CS4225

Course Title

Big Data Systems for Data Science

Grade

A-

Semester

AY23/24 S2

Review

This course is all about Big Data and the tools we can use to deal with them. The first part throws in a lot of new terminology and definitions at us. Like how we can measure the performance of a data pipeline, or measure how much space we need.This led up to the Map Reduce model, which makes up a pretty substantial part of the course. Map Reduce is like a pipeline, where data is passed through a series of functions, and each function does a little bit of processing on the data. The data is then passed to the next function, and so on. This is a very powerful model, as it allows us to process data in parallel, which is very important when dealing with large datasets. Questions they may ask are about designing the right functions to pass into the Map Reduce model, and how to ensure that the data is processed correctly.
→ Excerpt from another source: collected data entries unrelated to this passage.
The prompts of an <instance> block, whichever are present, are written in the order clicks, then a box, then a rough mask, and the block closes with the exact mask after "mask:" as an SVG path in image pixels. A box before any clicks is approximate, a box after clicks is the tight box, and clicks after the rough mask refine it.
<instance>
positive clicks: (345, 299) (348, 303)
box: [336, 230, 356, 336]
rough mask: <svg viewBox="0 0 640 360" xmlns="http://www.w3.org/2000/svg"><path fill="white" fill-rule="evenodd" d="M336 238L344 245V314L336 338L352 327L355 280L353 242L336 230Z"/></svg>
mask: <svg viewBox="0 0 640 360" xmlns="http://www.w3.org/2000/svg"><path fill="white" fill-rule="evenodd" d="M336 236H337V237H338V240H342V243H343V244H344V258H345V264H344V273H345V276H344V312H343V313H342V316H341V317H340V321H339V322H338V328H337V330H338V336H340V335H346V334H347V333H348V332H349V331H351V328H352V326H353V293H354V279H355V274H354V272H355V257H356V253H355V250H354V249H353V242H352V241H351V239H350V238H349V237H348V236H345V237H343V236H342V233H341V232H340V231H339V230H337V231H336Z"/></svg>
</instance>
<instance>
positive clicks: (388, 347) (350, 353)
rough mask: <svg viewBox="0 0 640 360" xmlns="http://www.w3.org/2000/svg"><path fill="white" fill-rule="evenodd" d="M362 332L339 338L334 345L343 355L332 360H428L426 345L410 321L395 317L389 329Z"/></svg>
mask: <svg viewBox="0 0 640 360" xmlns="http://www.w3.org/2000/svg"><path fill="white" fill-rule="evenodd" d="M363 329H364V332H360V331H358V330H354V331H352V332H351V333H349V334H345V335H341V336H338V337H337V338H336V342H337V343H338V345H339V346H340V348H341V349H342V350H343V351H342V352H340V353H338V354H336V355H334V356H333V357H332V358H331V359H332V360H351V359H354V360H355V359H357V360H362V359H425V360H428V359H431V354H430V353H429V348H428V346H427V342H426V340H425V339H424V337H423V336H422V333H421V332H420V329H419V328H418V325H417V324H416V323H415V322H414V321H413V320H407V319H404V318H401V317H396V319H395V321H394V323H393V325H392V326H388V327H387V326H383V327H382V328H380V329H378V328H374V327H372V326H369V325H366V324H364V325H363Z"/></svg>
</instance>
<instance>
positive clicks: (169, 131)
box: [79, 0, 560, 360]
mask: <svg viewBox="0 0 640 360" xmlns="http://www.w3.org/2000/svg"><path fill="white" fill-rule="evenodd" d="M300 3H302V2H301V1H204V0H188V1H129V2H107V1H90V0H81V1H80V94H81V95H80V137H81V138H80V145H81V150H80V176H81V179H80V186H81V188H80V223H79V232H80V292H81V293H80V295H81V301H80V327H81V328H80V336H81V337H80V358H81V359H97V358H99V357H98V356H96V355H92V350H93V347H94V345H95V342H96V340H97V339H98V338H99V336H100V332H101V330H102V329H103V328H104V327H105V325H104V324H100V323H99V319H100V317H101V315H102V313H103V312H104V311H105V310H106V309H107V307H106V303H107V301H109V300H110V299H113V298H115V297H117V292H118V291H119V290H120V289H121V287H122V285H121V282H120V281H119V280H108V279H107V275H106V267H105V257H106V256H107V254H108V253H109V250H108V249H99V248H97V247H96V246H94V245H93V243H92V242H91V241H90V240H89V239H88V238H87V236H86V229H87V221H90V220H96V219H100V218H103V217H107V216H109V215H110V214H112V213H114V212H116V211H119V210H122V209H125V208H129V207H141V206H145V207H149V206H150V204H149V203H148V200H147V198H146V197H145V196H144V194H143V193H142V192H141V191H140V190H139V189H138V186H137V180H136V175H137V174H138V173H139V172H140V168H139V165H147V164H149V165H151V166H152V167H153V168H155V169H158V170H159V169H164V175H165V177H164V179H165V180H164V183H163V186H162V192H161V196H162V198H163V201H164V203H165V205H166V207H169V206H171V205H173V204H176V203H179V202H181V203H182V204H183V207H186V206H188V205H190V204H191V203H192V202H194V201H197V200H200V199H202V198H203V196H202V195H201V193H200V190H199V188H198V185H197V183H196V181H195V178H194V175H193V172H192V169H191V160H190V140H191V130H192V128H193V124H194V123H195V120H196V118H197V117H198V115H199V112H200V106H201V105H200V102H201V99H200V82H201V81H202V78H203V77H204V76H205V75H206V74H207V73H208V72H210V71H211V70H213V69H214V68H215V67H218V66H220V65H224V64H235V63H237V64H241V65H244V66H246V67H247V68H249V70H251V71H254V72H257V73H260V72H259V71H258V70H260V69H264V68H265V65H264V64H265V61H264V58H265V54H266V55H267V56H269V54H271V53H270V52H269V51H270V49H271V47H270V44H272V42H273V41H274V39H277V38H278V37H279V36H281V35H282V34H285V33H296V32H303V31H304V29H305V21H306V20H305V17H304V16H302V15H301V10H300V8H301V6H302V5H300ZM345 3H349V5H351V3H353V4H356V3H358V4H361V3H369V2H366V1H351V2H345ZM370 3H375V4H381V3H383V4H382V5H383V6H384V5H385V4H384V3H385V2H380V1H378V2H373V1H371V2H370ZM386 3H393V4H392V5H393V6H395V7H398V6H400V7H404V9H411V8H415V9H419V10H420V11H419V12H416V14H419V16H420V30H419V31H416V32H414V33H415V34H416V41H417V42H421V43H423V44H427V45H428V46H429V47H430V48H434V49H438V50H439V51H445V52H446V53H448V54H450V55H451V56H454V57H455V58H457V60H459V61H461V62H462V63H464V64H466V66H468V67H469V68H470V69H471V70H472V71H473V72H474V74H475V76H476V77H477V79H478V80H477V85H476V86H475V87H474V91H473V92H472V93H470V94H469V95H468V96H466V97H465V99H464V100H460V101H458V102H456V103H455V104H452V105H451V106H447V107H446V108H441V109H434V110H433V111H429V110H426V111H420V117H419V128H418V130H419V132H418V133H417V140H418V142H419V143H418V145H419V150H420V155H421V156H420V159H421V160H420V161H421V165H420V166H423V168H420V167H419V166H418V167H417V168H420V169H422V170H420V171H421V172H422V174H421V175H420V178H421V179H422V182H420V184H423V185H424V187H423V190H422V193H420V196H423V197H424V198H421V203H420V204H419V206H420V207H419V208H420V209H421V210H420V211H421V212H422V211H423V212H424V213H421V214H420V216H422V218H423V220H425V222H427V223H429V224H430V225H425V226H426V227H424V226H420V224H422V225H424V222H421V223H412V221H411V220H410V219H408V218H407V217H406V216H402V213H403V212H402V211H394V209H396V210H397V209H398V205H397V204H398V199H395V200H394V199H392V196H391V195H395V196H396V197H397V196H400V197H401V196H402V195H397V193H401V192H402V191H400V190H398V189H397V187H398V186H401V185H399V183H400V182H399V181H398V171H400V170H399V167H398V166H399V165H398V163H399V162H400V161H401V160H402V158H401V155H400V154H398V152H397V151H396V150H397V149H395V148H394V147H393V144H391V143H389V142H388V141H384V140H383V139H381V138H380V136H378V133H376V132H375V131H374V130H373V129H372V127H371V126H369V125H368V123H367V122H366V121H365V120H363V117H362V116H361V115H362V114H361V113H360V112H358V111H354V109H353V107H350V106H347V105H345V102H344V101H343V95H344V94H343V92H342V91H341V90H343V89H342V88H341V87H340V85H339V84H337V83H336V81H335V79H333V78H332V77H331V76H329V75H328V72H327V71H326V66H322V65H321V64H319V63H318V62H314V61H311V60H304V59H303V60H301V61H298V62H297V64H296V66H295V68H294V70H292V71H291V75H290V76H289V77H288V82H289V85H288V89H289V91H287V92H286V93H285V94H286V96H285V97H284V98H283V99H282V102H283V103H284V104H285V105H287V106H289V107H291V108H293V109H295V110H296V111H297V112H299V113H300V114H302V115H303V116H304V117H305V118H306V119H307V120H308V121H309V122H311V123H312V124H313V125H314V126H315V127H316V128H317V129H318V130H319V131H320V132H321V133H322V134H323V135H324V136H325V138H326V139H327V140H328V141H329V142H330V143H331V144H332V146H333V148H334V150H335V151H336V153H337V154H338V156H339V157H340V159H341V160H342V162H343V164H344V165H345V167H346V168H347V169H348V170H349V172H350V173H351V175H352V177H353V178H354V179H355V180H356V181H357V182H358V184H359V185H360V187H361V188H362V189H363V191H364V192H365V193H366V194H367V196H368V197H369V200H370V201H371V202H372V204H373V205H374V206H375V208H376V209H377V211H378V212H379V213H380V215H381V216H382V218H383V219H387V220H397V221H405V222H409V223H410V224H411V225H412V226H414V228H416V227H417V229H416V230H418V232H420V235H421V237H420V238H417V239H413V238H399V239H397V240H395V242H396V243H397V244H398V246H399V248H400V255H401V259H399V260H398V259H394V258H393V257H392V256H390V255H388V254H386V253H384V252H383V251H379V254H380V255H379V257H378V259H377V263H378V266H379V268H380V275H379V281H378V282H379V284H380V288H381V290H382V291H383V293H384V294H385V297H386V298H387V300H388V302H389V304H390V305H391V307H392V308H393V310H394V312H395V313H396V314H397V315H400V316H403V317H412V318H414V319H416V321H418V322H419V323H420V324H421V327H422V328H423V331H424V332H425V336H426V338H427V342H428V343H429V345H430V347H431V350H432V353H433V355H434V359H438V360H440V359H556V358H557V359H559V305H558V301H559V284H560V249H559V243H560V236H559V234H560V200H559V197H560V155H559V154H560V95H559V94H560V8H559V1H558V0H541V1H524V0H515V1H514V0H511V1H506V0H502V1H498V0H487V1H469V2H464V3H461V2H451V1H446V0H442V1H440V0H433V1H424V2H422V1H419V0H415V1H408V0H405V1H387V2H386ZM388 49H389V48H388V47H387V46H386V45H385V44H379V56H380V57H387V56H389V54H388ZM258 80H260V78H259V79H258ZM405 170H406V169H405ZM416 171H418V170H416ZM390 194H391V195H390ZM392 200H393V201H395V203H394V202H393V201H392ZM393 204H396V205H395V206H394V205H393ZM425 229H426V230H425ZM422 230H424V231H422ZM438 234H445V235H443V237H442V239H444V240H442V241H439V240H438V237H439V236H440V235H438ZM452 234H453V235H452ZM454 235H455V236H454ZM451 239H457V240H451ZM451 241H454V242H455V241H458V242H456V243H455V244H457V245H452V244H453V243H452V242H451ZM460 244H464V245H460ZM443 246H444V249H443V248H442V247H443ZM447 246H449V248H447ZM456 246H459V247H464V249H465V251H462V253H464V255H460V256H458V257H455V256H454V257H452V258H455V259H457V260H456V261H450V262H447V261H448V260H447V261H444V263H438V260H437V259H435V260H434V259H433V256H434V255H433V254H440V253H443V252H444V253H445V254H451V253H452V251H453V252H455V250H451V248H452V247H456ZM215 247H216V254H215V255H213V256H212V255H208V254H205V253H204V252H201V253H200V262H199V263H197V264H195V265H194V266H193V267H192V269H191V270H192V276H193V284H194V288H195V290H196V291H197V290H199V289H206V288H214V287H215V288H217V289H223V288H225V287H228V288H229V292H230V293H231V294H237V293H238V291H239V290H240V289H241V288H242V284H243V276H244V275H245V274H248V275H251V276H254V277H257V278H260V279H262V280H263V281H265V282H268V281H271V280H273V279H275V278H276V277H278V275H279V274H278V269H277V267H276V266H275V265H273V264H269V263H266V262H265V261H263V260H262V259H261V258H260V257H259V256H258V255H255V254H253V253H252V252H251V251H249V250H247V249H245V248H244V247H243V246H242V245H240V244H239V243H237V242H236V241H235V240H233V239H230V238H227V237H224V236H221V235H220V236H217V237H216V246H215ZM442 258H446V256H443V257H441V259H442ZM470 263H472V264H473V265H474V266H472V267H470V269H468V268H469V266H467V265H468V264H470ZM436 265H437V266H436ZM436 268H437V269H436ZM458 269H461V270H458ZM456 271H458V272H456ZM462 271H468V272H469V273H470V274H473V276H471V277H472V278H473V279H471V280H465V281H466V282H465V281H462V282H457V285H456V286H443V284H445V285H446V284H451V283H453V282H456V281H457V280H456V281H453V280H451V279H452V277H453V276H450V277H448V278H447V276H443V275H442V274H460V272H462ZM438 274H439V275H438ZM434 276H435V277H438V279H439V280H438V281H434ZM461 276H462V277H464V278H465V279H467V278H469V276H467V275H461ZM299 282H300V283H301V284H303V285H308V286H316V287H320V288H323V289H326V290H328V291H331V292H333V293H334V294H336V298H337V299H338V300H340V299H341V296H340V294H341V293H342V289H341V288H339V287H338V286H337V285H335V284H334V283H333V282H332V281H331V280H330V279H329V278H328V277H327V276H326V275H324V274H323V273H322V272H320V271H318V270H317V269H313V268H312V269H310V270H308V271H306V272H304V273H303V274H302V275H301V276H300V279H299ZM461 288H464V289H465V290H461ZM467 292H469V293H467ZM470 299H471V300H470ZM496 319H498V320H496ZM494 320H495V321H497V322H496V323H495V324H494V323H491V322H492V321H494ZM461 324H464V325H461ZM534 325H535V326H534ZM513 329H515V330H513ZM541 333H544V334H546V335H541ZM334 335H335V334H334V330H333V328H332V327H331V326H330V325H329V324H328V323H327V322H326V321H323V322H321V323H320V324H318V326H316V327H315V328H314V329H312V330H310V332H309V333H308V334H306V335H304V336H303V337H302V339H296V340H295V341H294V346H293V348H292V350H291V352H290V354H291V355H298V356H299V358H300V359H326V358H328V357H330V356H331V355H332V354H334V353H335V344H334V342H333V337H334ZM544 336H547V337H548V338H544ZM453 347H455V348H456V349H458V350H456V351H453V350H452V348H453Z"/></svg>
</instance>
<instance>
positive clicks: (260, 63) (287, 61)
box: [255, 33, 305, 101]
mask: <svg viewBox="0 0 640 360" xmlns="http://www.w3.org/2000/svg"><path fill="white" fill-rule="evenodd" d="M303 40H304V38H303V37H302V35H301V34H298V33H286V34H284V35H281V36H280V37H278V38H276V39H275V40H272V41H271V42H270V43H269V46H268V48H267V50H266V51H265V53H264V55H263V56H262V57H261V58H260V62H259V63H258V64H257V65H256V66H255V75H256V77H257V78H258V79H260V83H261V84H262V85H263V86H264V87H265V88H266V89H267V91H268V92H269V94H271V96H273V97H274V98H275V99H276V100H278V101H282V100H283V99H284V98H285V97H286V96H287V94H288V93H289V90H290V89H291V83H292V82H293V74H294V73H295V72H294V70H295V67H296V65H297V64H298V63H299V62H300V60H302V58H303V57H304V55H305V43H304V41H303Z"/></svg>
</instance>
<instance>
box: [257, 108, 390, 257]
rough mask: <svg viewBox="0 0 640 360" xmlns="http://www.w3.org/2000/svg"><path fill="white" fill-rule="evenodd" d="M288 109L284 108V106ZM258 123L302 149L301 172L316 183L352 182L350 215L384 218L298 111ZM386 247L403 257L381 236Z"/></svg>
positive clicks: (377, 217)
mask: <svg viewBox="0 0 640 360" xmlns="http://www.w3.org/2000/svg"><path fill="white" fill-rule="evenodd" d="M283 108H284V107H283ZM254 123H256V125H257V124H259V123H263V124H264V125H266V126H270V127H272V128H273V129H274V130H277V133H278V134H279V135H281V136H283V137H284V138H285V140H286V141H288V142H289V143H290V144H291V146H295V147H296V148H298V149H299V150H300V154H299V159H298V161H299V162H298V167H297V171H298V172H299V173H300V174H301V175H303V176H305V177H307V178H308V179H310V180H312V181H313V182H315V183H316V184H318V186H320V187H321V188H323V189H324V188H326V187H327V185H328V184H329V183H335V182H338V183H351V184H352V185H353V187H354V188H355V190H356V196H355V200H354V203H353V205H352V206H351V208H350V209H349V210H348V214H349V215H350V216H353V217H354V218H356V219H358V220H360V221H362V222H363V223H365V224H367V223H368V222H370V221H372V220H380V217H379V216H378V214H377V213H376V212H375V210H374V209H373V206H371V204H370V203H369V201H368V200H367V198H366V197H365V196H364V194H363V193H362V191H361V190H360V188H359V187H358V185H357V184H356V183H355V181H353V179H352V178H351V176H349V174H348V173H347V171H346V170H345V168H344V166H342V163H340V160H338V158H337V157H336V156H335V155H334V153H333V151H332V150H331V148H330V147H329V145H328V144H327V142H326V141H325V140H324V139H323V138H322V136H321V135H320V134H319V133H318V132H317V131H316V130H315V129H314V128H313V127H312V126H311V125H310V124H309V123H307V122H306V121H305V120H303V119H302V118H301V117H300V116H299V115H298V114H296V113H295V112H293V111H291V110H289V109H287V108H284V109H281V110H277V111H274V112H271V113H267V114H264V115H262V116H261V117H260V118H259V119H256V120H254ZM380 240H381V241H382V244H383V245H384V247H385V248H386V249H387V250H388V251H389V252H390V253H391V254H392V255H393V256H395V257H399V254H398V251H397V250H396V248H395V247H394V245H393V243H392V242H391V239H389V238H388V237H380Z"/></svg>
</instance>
IIRC this whole part was the Hadoop part, which is the more traditional approach to dealing with big data.

The more modern one would be Spark, which takes away the need to manage everything with a master worker. Instead, the code becomes much simpler and more human-readable. The code becomes more iterative,so you can chain together operations to get the result you want. Spark is also where you'll find our real-time data processing, and how we manage synchronisation issues between the different worker nodes.

The end section deals with how we can use this data to come up with insights. Concepts like Machine Learning, page ranking and graph algorithms will be thrown about, but now in a new light. Now, we design our big data systems to support these algorithms. I quite liked this part as it's the more problem-solving part.

The workload is pretty low, just 2 assignments with 1.5 month deadlines. It's really easy and it takes about 30 minutes to complete each assignment. Though, they are VERY heavy at 25% each, so it's best to wait around before submitting your work, in case you have any careless mistakes.

Am I right in what I've babbled about? Probably not, as I don't really remember much from the course, and probably why I only got an A-. Or maybe the bell curve was actually that high? Who knows.